Quite a few homes are protected against smoke, fire and burglaries, but when it comes to lightning protection, homeowners are either uninformed or ignorant. "It won't happen to me" seems to be the general consensus, but one day it could happen.

Some storms are easy to recognize and prepare for: the gathering of dark clouds, an increase in wind, a sudden burst of rain, followed by the rumble of thunder. That's when most people hurry indoors and prepare for safety. But what if you are not at home at the time of a thunderstorm? What if you are miles away at work, or worse, out of town? Is your home and electronics protected from lightning? Don't take chances; install lightning protection and enjoy peace of mind with these lightning safety tips:


1. Unplug – The first rule of protection is to unplug your electronics before you leave your home. It may seem like a hassle, but unplugging your computer, microwave, TV, and anything else that can be unplugged is preferable to having to buy new equipment.


2. Lightning Detectors – Lightning detectors give early warning signs of a lightning storm. They can be used to protect your home by disconnecting power lines as well as providing temporary power generation.

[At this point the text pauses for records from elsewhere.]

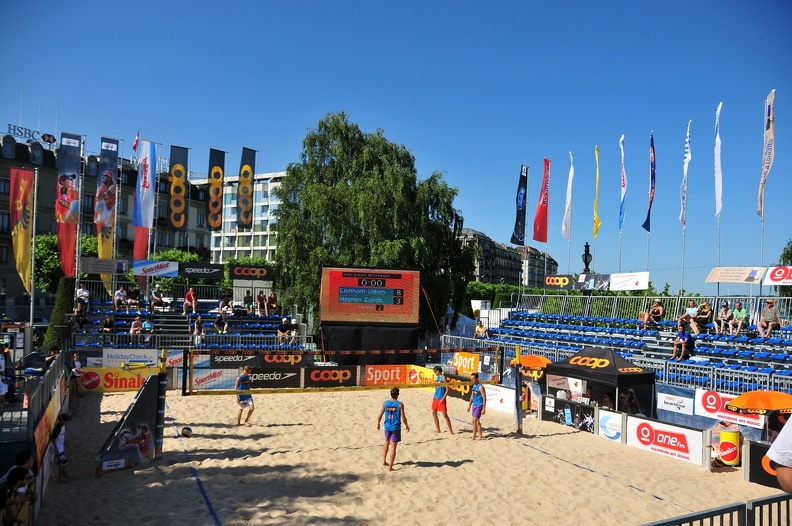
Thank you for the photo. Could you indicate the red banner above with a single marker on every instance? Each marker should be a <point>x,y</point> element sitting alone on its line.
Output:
<point>540,219</point>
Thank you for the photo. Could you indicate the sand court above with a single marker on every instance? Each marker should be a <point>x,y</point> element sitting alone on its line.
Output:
<point>317,459</point>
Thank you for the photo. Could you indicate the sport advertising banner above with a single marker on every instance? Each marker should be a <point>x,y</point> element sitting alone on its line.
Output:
<point>201,270</point>
<point>67,200</point>
<point>214,205</point>
<point>735,275</point>
<point>629,281</point>
<point>179,186</point>
<point>247,167</point>
<point>104,204</point>
<point>778,276</point>
<point>251,272</point>
<point>560,282</point>
<point>145,267</point>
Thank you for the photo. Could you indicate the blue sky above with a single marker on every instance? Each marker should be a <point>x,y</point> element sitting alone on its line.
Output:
<point>472,89</point>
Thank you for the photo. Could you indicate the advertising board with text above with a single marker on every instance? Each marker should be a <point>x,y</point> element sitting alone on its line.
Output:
<point>369,296</point>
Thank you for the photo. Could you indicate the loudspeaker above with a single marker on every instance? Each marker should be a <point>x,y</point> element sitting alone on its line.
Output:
<point>63,332</point>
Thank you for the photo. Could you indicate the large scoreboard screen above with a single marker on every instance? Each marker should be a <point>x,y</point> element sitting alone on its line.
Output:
<point>369,295</point>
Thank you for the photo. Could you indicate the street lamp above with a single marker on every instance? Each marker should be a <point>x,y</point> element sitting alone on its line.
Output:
<point>586,258</point>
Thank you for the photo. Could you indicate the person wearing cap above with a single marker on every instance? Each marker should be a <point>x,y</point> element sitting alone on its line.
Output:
<point>770,319</point>
<point>740,318</point>
<point>656,313</point>
<point>724,318</point>
<point>68,201</point>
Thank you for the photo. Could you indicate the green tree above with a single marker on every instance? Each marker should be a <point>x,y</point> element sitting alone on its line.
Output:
<point>785,259</point>
<point>354,199</point>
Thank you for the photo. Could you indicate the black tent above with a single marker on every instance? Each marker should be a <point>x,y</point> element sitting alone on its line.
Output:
<point>607,368</point>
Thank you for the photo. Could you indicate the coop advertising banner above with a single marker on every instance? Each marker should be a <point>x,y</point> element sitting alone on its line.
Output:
<point>177,201</point>
<point>247,167</point>
<point>735,275</point>
<point>630,281</point>
<point>778,276</point>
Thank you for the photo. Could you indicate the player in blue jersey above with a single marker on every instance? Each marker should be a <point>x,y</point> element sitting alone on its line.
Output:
<point>244,399</point>
<point>439,401</point>
<point>478,402</point>
<point>395,415</point>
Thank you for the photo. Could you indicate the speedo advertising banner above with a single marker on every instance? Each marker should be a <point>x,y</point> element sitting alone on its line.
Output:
<point>201,270</point>
<point>251,272</point>
<point>177,201</point>
<point>560,282</point>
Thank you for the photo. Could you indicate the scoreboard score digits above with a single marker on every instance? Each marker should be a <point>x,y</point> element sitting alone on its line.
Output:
<point>369,295</point>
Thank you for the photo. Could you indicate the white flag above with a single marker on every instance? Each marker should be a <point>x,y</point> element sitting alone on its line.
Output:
<point>718,174</point>
<point>683,190</point>
<point>566,226</point>
<point>769,149</point>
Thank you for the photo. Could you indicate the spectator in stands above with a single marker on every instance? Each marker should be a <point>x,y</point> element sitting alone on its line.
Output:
<point>198,330</point>
<point>248,302</point>
<point>191,301</point>
<point>702,318</point>
<point>481,332</point>
<point>687,317</point>
<point>84,296</point>
<point>261,303</point>
<point>740,317</point>
<point>724,318</point>
<point>157,299</point>
<point>684,343</point>
<point>655,313</point>
<point>119,299</point>
<point>770,319</point>
<point>781,453</point>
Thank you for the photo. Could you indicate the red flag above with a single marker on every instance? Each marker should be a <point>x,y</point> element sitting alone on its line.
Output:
<point>540,219</point>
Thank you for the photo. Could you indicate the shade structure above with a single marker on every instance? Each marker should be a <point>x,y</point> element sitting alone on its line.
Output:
<point>761,403</point>
<point>532,361</point>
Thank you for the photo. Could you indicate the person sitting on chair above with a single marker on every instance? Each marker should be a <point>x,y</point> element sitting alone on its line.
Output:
<point>655,313</point>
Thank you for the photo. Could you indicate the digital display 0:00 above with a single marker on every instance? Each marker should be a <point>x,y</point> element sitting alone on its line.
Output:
<point>369,296</point>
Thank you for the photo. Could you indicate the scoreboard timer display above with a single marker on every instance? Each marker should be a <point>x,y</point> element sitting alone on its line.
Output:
<point>369,295</point>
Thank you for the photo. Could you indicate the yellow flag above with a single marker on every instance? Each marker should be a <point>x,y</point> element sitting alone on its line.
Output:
<point>597,222</point>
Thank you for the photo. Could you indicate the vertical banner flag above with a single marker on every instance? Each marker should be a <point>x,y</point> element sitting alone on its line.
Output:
<point>683,189</point>
<point>177,201</point>
<point>647,224</point>
<point>247,167</point>
<point>540,218</point>
<point>597,222</point>
<point>622,205</point>
<point>518,235</point>
<point>718,174</point>
<point>104,203</point>
<point>21,221</point>
<point>566,225</point>
<point>768,153</point>
<point>67,200</point>
<point>143,213</point>
<point>214,206</point>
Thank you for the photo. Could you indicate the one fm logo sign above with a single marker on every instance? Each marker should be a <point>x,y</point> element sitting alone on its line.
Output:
<point>648,436</point>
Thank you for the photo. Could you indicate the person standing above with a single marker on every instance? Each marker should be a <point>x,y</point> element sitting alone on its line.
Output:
<point>439,401</point>
<point>770,319</point>
<point>395,415</point>
<point>478,405</point>
<point>244,400</point>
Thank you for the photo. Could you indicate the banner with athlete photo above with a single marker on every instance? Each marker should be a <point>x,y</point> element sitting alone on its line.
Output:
<point>560,282</point>
<point>778,277</point>
<point>629,281</point>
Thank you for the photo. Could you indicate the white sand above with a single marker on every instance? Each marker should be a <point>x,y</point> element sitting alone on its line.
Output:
<point>317,459</point>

3. Surge Protectors – Surge protectors, also known as SPDs, are plugged into your appliances such as refrigerators, dishwashers, computers and lighting devices to protect them from the surge of electricity caused by lightning. Different surge protectors give different levels of protection and different warranties. Choose a surge protector that has a light that warns when the device needs replacing.


4. Phone Protection – Your phone is also at risk of being hit during an electrical storm. The installation of a phone voltage spike will offer protection, but talking on the phone during a storm is still dangerous. Should lightning hit your phone, you could sustain injuries or even be killed.

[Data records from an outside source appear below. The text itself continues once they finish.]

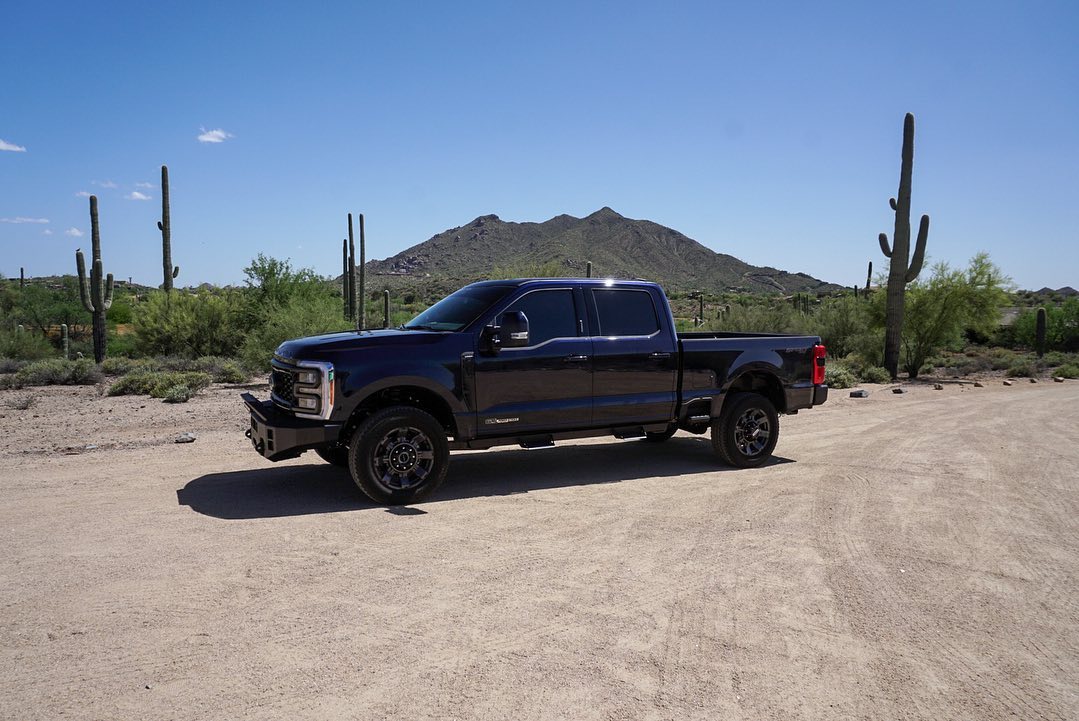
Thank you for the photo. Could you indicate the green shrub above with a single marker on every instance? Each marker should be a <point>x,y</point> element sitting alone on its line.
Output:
<point>1021,369</point>
<point>119,366</point>
<point>838,377</point>
<point>875,375</point>
<point>11,365</point>
<point>188,324</point>
<point>301,316</point>
<point>155,383</point>
<point>24,344</point>
<point>178,393</point>
<point>1068,370</point>
<point>58,371</point>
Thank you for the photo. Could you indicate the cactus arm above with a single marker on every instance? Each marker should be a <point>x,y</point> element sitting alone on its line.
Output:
<point>107,301</point>
<point>884,245</point>
<point>80,262</point>
<point>919,249</point>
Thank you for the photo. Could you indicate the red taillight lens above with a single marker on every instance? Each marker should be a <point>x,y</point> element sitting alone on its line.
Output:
<point>818,364</point>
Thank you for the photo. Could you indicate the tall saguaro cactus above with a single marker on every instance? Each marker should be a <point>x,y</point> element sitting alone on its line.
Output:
<point>96,294</point>
<point>902,269</point>
<point>362,320</point>
<point>166,234</point>
<point>351,290</point>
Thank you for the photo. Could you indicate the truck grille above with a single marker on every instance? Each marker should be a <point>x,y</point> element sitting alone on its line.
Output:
<point>283,385</point>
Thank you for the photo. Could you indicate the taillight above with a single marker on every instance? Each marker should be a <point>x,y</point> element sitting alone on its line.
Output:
<point>818,364</point>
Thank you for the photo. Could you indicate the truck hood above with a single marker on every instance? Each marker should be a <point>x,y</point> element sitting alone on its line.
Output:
<point>328,345</point>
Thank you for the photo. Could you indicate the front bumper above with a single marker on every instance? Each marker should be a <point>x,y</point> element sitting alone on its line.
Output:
<point>277,435</point>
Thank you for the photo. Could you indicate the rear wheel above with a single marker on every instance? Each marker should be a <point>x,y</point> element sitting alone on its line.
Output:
<point>398,456</point>
<point>746,433</point>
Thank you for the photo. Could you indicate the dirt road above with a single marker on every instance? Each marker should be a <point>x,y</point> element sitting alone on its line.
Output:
<point>906,557</point>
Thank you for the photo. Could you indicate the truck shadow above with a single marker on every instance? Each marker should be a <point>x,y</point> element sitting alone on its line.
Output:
<point>298,490</point>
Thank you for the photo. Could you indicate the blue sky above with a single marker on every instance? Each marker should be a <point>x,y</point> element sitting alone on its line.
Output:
<point>766,131</point>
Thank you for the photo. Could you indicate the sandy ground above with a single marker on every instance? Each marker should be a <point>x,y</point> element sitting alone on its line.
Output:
<point>905,557</point>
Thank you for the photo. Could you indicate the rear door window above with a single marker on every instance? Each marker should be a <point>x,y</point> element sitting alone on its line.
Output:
<point>624,312</point>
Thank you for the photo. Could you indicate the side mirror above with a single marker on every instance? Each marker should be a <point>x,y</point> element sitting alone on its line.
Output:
<point>513,329</point>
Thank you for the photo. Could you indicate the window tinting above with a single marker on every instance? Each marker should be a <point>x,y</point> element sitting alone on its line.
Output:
<point>626,312</point>
<point>550,313</point>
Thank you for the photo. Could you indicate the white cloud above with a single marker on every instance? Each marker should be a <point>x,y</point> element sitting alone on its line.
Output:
<point>216,135</point>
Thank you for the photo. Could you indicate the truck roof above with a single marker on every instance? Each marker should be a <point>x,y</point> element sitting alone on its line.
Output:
<point>517,282</point>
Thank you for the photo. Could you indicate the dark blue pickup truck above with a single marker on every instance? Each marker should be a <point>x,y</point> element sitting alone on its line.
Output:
<point>528,362</point>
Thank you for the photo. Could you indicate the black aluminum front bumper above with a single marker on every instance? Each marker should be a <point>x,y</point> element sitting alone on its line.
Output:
<point>277,435</point>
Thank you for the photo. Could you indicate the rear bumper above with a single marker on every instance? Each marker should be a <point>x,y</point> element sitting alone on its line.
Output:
<point>277,436</point>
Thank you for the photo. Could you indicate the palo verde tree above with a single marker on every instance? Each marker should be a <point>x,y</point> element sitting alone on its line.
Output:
<point>902,268</point>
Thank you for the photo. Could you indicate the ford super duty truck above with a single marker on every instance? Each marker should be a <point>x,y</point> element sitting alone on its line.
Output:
<point>527,362</point>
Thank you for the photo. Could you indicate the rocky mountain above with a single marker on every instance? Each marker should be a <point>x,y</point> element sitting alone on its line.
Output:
<point>617,246</point>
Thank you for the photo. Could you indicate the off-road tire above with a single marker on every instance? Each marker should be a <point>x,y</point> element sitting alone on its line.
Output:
<point>398,456</point>
<point>746,432</point>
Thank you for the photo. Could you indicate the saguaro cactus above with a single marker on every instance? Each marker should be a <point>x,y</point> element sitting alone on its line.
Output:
<point>166,234</point>
<point>900,272</point>
<point>352,272</point>
<point>96,294</point>
<point>344,277</point>
<point>1039,340</point>
<point>362,271</point>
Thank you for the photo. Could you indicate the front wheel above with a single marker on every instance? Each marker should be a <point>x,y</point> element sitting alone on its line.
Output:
<point>398,456</point>
<point>747,431</point>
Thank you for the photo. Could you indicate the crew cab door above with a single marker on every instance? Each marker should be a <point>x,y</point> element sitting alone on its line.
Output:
<point>547,384</point>
<point>634,357</point>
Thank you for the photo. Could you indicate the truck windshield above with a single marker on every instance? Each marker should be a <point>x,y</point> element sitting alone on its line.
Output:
<point>458,310</point>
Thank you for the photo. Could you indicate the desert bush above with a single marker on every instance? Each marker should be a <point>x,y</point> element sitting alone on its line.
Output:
<point>11,365</point>
<point>838,376</point>
<point>875,375</point>
<point>58,371</point>
<point>1021,369</point>
<point>301,316</point>
<point>177,393</point>
<point>1062,326</point>
<point>156,383</point>
<point>24,344</point>
<point>189,325</point>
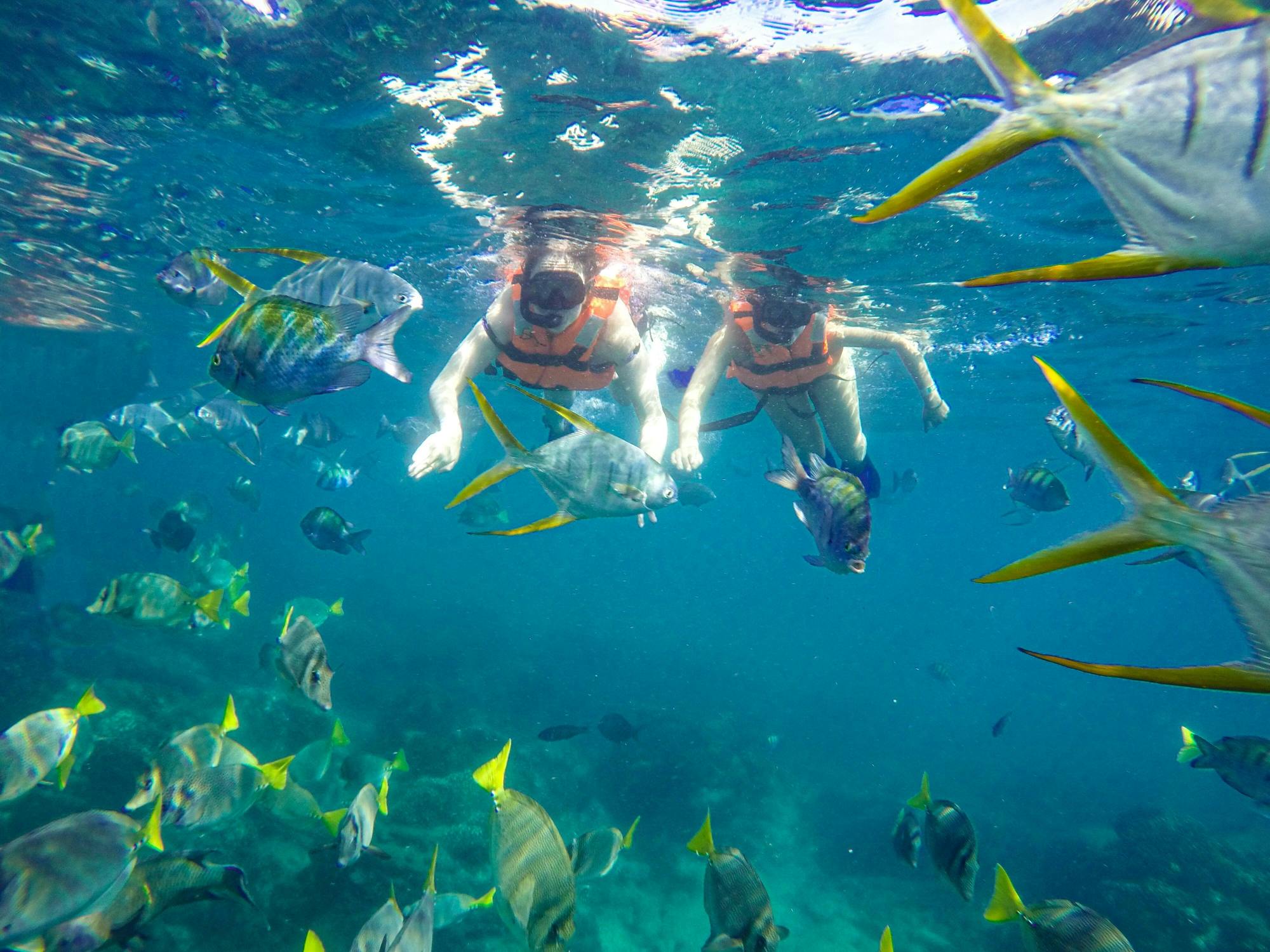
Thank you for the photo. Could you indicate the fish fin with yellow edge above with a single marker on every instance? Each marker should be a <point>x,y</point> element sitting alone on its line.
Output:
<point>492,774</point>
<point>275,772</point>
<point>1005,904</point>
<point>923,799</point>
<point>295,255</point>
<point>1253,413</point>
<point>552,522</point>
<point>578,421</point>
<point>90,704</point>
<point>631,835</point>
<point>210,605</point>
<point>703,843</point>
<point>332,819</point>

5. Lightning Rods – Lightning rods are a somewhat old-fashioned, but still an effective way of protecting your home. A lightning rod is a metal pole that attracts lightning, thereby diverting the lightning from striking your home, nearby buildings or trees. Such lightning rods are generally placed on rooftops or in the garden.


6. Surges and Transients – Surges and transients are used to protect circuit breakers and fuses from short-circuiting. They stop lightning electricity from traveling down wires, which causes damage to your electrical equipment. Surges and transients should be used along with lightning rods, grounding systems or other lightning protection.


7. Trees – You might not like it, but cutting down tall trees around your home is recommended protection from lightning. A tall tree can attract lightning, causing it to crash onto your roof or in windows. If the tree is free of leaves and quite dry, the lightning can set it on fire, increasing the risk to your home.

Whether you need it or not, investing in lightning protection is a smart choice.